TIDMHCM
Hutchmed (China) Limited
21 September 2021
Press Release
HUTCHMED Initiates SURTORI-01, a Phase III Trial of SULANDA(R)
in Combination with TUOYI(R) in the Treatment of Advanced
Neuroendocrine Carcinoma in China
Hong Kong, Shanghai & Florham Park, NJ - Tuesday, September
21, 2021: HUTCHMED (China) Limited ("HUTCHMED") (Nasdaq/AIM: HCM;
HKEX: 13) today announces that it has initiated SURTORI-01 , a
Phase III study to evaluate the efficacy and safety of sur ufatinib
(SULANDA(R) in China) in combination with tori palimab compared
with FOLFIRI to treat patients with advanced neuroendocrine
carcinoma ("NEC") who have progression of disease or intolerable
toxicity after previous first-line chemotherapy. The first patient
was dosed on September 18, 2021 in China. Toripalimab is marketed
as TUOYI(R) in China by Shanghai Junshi Biosciences Co., Ltd.
("Junshi Biosciences").
Professor Shen Lin, the lead principal investigator of the study
and Vice President of Peking University Hospital and Cancer
Institute, said: "There is a large unmet clinical need for patients
with NEC, many of whom have a bleak prognosis. Following the
encouraging preliminary data from the Phase II trial, we are
excited to move into the next stage of development in combining the
novel, oral angio-immuno kinase inhibitor surufatinib with the
anti-PD-1 antibody toripalimab. We look forward to further testing
the synergistic anti-tumor effects of this combination that could
benefit NEC patients who have limited treatment options."

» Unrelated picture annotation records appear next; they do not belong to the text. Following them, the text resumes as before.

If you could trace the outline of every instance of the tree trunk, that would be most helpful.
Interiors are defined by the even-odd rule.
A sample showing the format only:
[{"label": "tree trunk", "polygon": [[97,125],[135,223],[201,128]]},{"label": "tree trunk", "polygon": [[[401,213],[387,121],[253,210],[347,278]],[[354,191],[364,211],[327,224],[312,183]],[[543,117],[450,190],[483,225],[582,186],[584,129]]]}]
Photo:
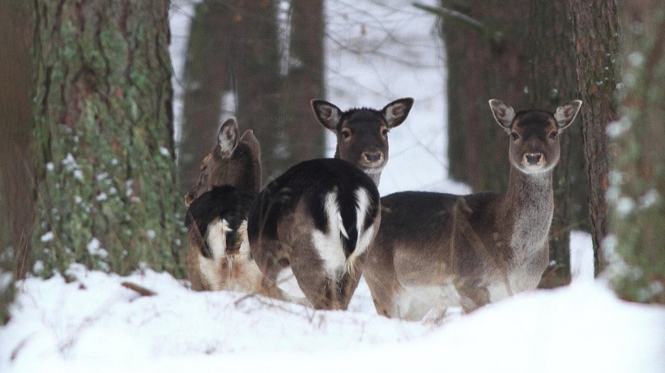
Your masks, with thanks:
[{"label": "tree trunk", "polygon": [[527,0],[470,1],[442,7],[478,20],[473,26],[444,17],[448,67],[450,174],[475,191],[505,190],[508,141],[494,122],[488,100],[499,98],[524,109],[528,61],[524,40]]},{"label": "tree trunk", "polygon": [[608,233],[605,195],[608,190],[608,125],[617,119],[617,5],[614,1],[570,0],[576,56],[584,157],[589,175],[589,210],[593,228],[595,269],[605,260],[598,249]]},{"label": "tree trunk", "polygon": [[280,60],[277,3],[236,1],[231,50],[240,125],[254,130],[261,145],[264,181],[290,165],[280,116]]},{"label": "tree trunk", "polygon": [[181,275],[169,2],[35,4],[33,270]]},{"label": "tree trunk", "polygon": [[[563,0],[530,8],[526,47],[531,62],[526,84],[529,107],[553,111],[578,98],[569,10]],[[555,206],[549,240],[549,259],[554,264],[543,275],[543,288],[570,283],[570,231],[590,229],[581,125],[567,129],[560,141],[562,156],[553,176]]]},{"label": "tree trunk", "polygon": [[182,131],[178,149],[180,194],[199,177],[203,157],[216,143],[222,99],[231,89],[229,55],[233,12],[218,0],[197,4],[189,33],[185,62]]},{"label": "tree trunk", "polygon": [[665,3],[621,4],[626,91],[623,116],[608,126],[614,157],[608,194],[610,248],[621,259],[610,268],[620,271],[613,278],[620,297],[665,304]]},{"label": "tree trunk", "polygon": [[35,219],[30,147],[33,129],[29,9],[19,0],[0,2],[0,325],[9,317],[14,286],[25,273]]},{"label": "tree trunk", "polygon": [[283,87],[287,162],[324,156],[325,129],[310,102],[323,96],[323,1],[292,0],[288,73]]}]

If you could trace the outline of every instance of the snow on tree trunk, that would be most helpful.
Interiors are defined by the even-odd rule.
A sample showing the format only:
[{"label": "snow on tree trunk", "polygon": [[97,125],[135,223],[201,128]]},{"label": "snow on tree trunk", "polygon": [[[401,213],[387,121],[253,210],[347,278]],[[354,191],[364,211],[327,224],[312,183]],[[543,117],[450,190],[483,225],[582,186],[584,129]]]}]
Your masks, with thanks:
[{"label": "snow on tree trunk", "polygon": [[599,244],[608,233],[605,194],[608,190],[609,147],[605,129],[617,119],[617,55],[615,1],[571,0],[577,79],[583,104],[580,110],[584,156],[589,175],[589,209],[595,269],[603,269]]},{"label": "snow on tree trunk", "polygon": [[[622,2],[623,117],[608,126],[613,139],[610,203],[621,255],[613,284],[621,298],[665,304],[665,3]],[[617,258],[614,258],[617,259]]]},{"label": "snow on tree trunk", "polygon": [[169,1],[35,4],[33,271],[181,275]]},{"label": "snow on tree trunk", "polygon": [[[531,61],[526,82],[529,107],[553,111],[578,98],[567,4],[565,0],[557,0],[529,7],[526,51]],[[570,282],[570,231],[590,229],[582,126],[574,125],[560,141],[562,156],[553,175],[555,208],[549,240],[549,259],[554,264],[543,275],[540,286],[544,288]]]}]

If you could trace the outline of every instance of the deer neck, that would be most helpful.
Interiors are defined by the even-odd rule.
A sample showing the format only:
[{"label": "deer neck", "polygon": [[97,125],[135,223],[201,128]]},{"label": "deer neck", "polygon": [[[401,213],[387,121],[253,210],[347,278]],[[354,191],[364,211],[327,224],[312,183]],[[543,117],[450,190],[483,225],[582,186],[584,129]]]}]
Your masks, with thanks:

At the American Society of Clinical Oncology (ASCO) 2021 Annual
Meeting, encouraging preliminary data from the Phase II trial were
disclosed for the surufatinib and toripalimab combination[1]. For
the 20 patients in the NEC cohort as of December 31, 2020, who
received an average of 5 cycles of treatments and are efficacy
evaluable, objective response rate ("ORR") was 20% and disease
control rate ("DCR") was 70%. Median progression-free survival
("PFS") was 3.9 months (95% CI: 1.3 - not reached). Grade 3 or
higher treatment-related adverse events occurred in 33% of
patients. Treatment related adverse events ("TRAEs") were
manageable, with surufatinib or toripalimab interruption occurred
in 6 (28.6%) and 4 (19%) patients respectively. There were neither
serious adverse events ("AEs") nor AEs inducing treatment
discontinuations or deaths. Updated data will be presented at the
Chinese Society of Clinical Oncology (CSCO) 2021 Annual Meeting in
late September.
The SURTORI-01 Phase III study is a randomized, controlled,
open-label, multi-center study where approximately 200 patients are
expected to be enrolled. For the study group, all patients will
receive study treatment in 21-day cycle and the treatment will
continue until there is a progression of disease, death,
intolerable toxicity, or the end of study treatment (as other
criteria specified in the protocol are met), whichever occurs
first. The primary outcome measure is OS. The secondary outcome
measures include PFS, ORR, duration of response (DoR), and DCR.
Additional details may be found at clinicaltrials.gov, using
identifier NCT05015621.
HUTCHMED is the sponsor of SURTORI-01 and responsible for all
clinical and regulatory execution of the Phase III study. HUTCHMED
and Junshi Biosciences are jointly funding the study.
Surufatinib is marketed in China under the brand name SULANDA(R)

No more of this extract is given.